Under such conditions, these wastes pose a sizable threat to exposed populations. The wastes have also demonstrated a remarkable capacity to migrate back to the US through air and water pollution from nations such as Canada and Mexico. Furthermore, the very existence of this convenient disposal outlet delays the day when Americans finally get serious about addressing their own hazardous waste problems.
The volume of wastes the US generates hovers around 250 million metric tons per year and continues to grow, in large part because many industries and state governments resist waste reduction and recycling. At the same time, increasingly strict domestic standards for waste disposal have closed countless old facilities while local political opposition has made it virtually impossible to site new disposal facilities.
Understandably, Congress and the Bush administration approach waste exportation with great caution; every congressional district generates hazardous wastes but few are willing to assure their safe disposal.

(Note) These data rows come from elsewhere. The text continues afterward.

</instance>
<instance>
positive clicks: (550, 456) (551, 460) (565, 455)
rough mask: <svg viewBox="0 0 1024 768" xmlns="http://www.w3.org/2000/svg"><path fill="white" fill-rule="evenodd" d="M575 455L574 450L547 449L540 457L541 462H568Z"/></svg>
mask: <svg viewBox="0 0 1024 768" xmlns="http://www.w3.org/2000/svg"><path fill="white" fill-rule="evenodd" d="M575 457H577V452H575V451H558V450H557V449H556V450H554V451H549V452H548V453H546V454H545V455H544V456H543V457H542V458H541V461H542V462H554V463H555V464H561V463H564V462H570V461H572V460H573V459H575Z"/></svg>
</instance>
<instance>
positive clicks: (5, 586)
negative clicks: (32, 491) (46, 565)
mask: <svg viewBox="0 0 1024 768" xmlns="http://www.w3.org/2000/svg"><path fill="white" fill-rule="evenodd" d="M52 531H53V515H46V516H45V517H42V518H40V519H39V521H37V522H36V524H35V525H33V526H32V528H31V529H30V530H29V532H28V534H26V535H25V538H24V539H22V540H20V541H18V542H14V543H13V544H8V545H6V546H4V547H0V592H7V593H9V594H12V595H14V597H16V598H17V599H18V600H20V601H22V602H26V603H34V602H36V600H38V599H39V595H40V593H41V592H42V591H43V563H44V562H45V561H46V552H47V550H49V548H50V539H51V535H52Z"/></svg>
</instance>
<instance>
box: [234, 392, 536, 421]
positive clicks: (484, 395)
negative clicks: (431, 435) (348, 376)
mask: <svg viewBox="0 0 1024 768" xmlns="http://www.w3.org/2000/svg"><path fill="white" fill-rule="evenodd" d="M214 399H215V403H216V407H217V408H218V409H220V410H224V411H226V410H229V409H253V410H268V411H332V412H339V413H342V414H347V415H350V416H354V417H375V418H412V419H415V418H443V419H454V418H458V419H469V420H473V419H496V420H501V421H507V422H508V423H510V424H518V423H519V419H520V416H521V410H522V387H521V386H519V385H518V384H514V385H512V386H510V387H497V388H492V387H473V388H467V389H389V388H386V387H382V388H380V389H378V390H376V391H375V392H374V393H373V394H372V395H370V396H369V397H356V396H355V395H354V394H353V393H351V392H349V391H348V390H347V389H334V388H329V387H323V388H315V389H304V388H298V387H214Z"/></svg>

A series of legislative hearings held in 1988 and 1989 offered an eerie array of waste dumping exploits, many of which occurred without advance knowledge by the host government or the US. Perhaps the best-known of these episodes was the two-year, five-continent odyssey of a ship searching for a place to dump more than 13,000 tons of Philadelphia incinerator ash. These hearings gave legislators and administration officials a platform from which to express their outrage, but strong political opposition to new restrictions is expected to thwart serious legislative action on this issue. In fact, the Bush administration has played an active role in watering down international waste trading accords, such as the 1989 Basel Convention.
As a result, there is no reliable measure of the volumes or types of wastes exported each year, much less any effective monitoring system to assure safe transport and disposal upon arrival. The US Environmental Protection Agency and State Department are confined to obtaining approval notices from prospective host governments. They may not block questionable exports or examine the conditions under which the wastes will be handled abroad. The staff authorized to oversee this entire process is less than th at required to run a neighborhood gas station.

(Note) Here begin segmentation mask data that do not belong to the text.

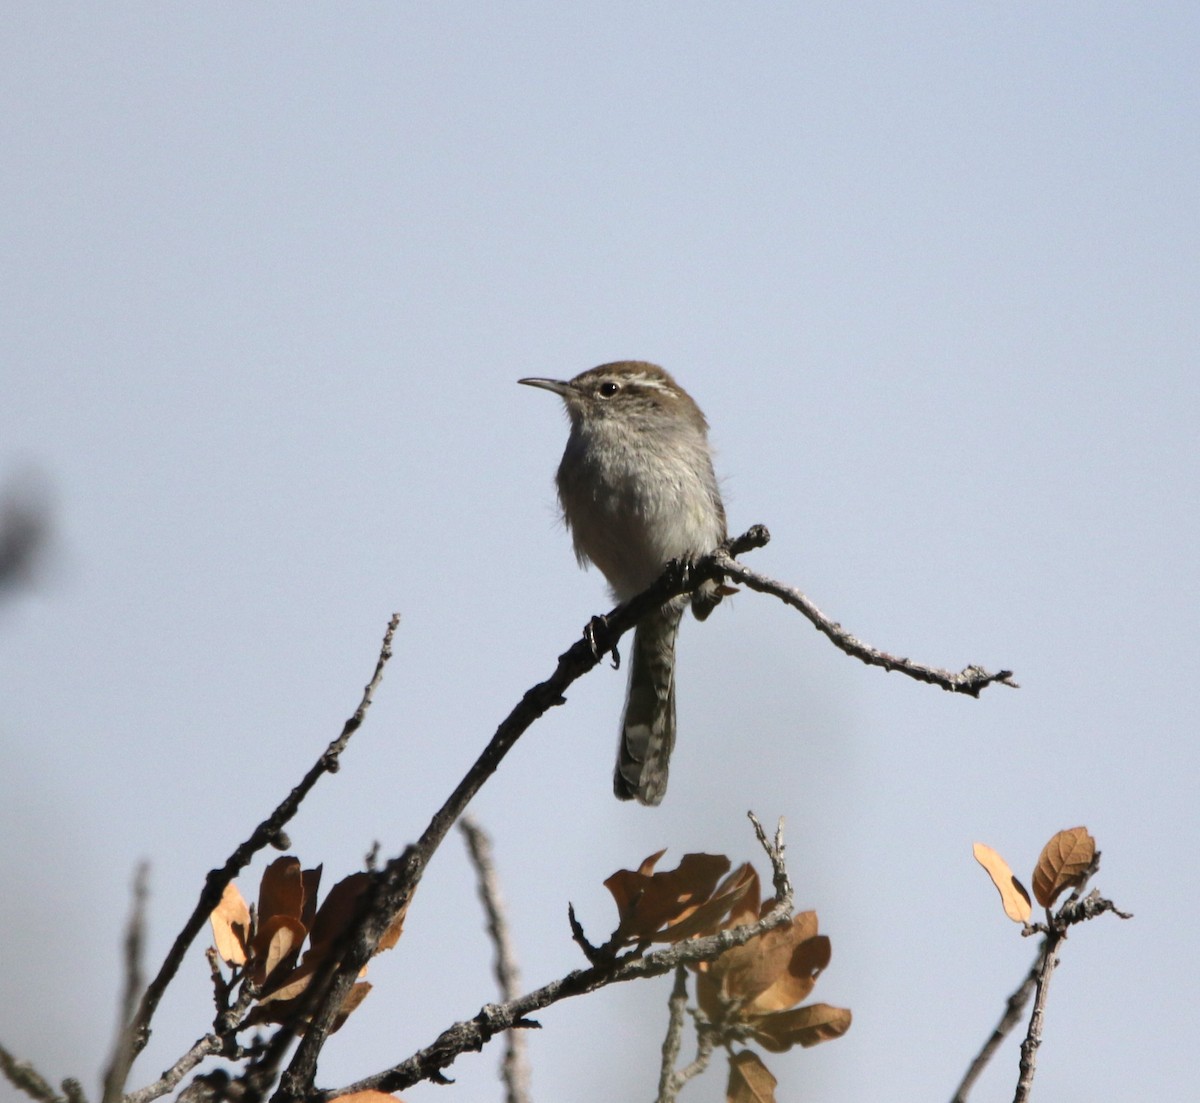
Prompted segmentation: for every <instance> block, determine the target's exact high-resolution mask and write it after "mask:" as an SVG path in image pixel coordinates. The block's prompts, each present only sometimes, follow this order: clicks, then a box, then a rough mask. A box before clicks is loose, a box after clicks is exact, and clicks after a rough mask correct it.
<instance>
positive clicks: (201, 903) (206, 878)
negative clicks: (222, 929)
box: [130, 613, 400, 1057]
mask: <svg viewBox="0 0 1200 1103" xmlns="http://www.w3.org/2000/svg"><path fill="white" fill-rule="evenodd" d="M398 624H400V615H398V613H395V615H392V617H391V619H390V621H389V622H388V630H386V631H385V633H384V637H383V647H382V648H380V651H379V659H378V661H377V663H376V669H374V675H373V676H372V678H371V681H370V682H368V683H367V685H366V689H364V691H362V699H361V700H360V702H359V707H358V708H356V709H355V711H354V714H353V715H352V717H350V718H349V719H348V720H347V721H346V725H344V726H343V727H342V733H341V735H340V736H338V737H337V738H336V739H334V742H332V743H330V744H329V747H326V748H325V751H324V754H323V755H322V756H320V757H319V759H318V760H317V762H316V763H314V765H313V767H312V768H311V769H310V771H308V773H307V774H305V777H304V779H302V780H301V781H300V784H299V785H298V786H296V787H295V789H293V790H292V792H290V793H288V796H287V797H284V799H283V801H281V802H280V804H278V807H277V808H276V809H275V811H272V813H271V815H270V816H268V817H266V819H265V820H264V821H263V822H262V823H259V825H258V827H256V828H254V831H253V833H252V834H251V837H250V838H248V839H247V840H246V841H245V843H242V844H241V845H240V846H239V847H238V849H236V850H235V851H234V852H233V853H232V855H230V856H229V857H228V858H227V859H226V863H224V865H222V867H221V869H215V870H211V871H210V873H209V875H208V877H205V880H204V888H203V889H202V891H200V898H199V900H198V901H197V904H196V907H194V909H193V910H192V913H191V916H188V918H187V922H186V923H185V924H184V928H182V930H180V933H179V934H178V935H176V936H175V941H174V942H173V943H172V947H170V949H169V951H168V952H167V958H166V960H163V963H162V966H161V967H160V969H158V972H157V975H156V976H155V978H154V979H152V981H151V982H150V985H149V987H148V988H146V990H145V994H144V995H143V996H142V1002H140V1005H139V1006H138V1011H137V1014H136V1015H134V1018H133V1020H132V1021H131V1023H130V1037H131V1045H132V1053H131V1056H132V1057H137V1055H138V1054H139V1053H142V1050H143V1049H144V1048H145V1045H146V1043H148V1042H149V1041H150V1020H151V1019H152V1018H154V1013H155V1011H156V1009H157V1007H158V1002H160V1001H161V1000H162V996H163V993H164V991H166V990H167V985H168V984H170V982H172V979H173V978H174V976H175V973H176V972H178V971H179V966H180V964H181V963H182V960H184V954H185V953H187V948H188V947H190V946H191V945H192V941H193V940H194V939H196V936H197V935H198V934H199V931H200V929H202V928H203V927H204V924H205V923H206V922H208V918H209V915H210V913H211V911H212V909H214V907H216V906H217V904H218V903H220V901H221V894H222V893H223V892H224V889H226V886H227V885H228V883H229V882H230V881H233V879H234V877H235V876H238V874H239V873H240V871H241V870H242V869H245V868H246V865H248V864H250V862H251V859H252V858H253V857H254V855H257V853H258V852H259V851H260V850H263V849H264V847H266V846H270V845H272V844H274V843H275V841H276V840H277V839H280V837H281V835H282V832H283V827H284V825H286V823H287V822H288V821H289V820H290V819H292V817H293V816H294V815H295V814H296V810H298V809H299V808H300V803H301V802H302V801H304V798H305V797H307V796H308V792H310V790H311V789H312V787H313V786H314V785H316V784H317V781H319V780H320V778H322V777H323V775H324V774H328V773H330V774H331V773H337V769H338V757H340V756H341V754H342V751H343V750H344V749H346V744H347V743H349V741H350V736H353V735H354V732H356V731H358V730H359V727H361V726H362V720H364V718H365V717H366V712H367V709H368V708H370V707H371V699H372V696H373V695H374V691H376V689H377V688H378V685H379V682H380V679H382V678H383V669H384V666H385V665H386V663H388V660H389V659H390V658H391V640H392V636H394V635H395V634H396V627H397V625H398Z"/></svg>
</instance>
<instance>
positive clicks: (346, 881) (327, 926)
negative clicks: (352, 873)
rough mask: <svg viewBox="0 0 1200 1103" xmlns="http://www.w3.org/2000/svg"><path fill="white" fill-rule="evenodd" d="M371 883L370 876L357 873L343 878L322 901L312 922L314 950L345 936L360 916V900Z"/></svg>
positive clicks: (312, 932) (333, 887)
mask: <svg viewBox="0 0 1200 1103" xmlns="http://www.w3.org/2000/svg"><path fill="white" fill-rule="evenodd" d="M370 883H371V875H370V874H366V873H356V874H350V875H349V876H348V877H342V880H341V881H338V882H337V883H336V885H335V886H334V887H332V888H331V889H330V891H329V895H328V897H325V899H324V900H323V901H322V905H320V907H318V909H317V915H316V916H314V917H313V921H312V935H311V942H312V946H313V949H316V948H317V947H318V946H324V945H326V943H330V942H334V941H336V940H337V939H340V937H341V936H342V934H344V931H346V929H347V928H348V927H349V924H350V923H352V922H353V921H354V917H355V916H356V915H358V910H359V898H360V897H361V895H362V893H364V892H366V889H367V886H368V885H370Z"/></svg>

In the case of exports to our largest waste trading partner, Canada, a 1986 bilateral agreement further streamlined the approval process. All American hazardous waste exports are assumed acceptable unless the Canadian government raises objections, which it rarely does. Canadian hazardous waste disposal plants in Ontario and Quebec continue to lure American wastes. Their advertisements emphasize that compliance with Canadian environmental standards for hazardous waste is far less costly than compliance w ith those in most states.

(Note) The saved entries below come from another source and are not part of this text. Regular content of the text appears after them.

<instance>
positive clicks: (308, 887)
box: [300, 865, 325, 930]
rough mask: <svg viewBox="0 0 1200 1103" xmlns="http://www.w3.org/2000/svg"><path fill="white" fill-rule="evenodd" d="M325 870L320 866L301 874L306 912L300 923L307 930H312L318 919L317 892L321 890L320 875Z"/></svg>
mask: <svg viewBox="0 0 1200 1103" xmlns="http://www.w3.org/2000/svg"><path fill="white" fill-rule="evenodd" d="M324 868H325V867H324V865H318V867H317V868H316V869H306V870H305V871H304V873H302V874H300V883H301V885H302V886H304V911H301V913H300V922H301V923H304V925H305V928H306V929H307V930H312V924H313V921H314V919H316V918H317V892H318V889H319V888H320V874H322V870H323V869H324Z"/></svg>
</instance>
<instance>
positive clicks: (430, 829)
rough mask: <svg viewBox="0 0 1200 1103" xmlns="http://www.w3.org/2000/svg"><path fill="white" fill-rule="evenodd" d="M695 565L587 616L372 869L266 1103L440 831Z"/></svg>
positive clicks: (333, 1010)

American policy could close the export escape route. Environmental groups such as Greenpeace have endorsed a virtual ban on all such exports. Other policy options include a modified ban, whereby waste exports would only be allowed under very limited - and well-monitored - conditions, with substantial penalties for noncompliance. Just as the US government should be reluctant to extend the scope of free trade agreements to authorize widespread export of nuclear and chemical weaponry, it needs also to take a more active role in controlling the export of other products that threaten human health.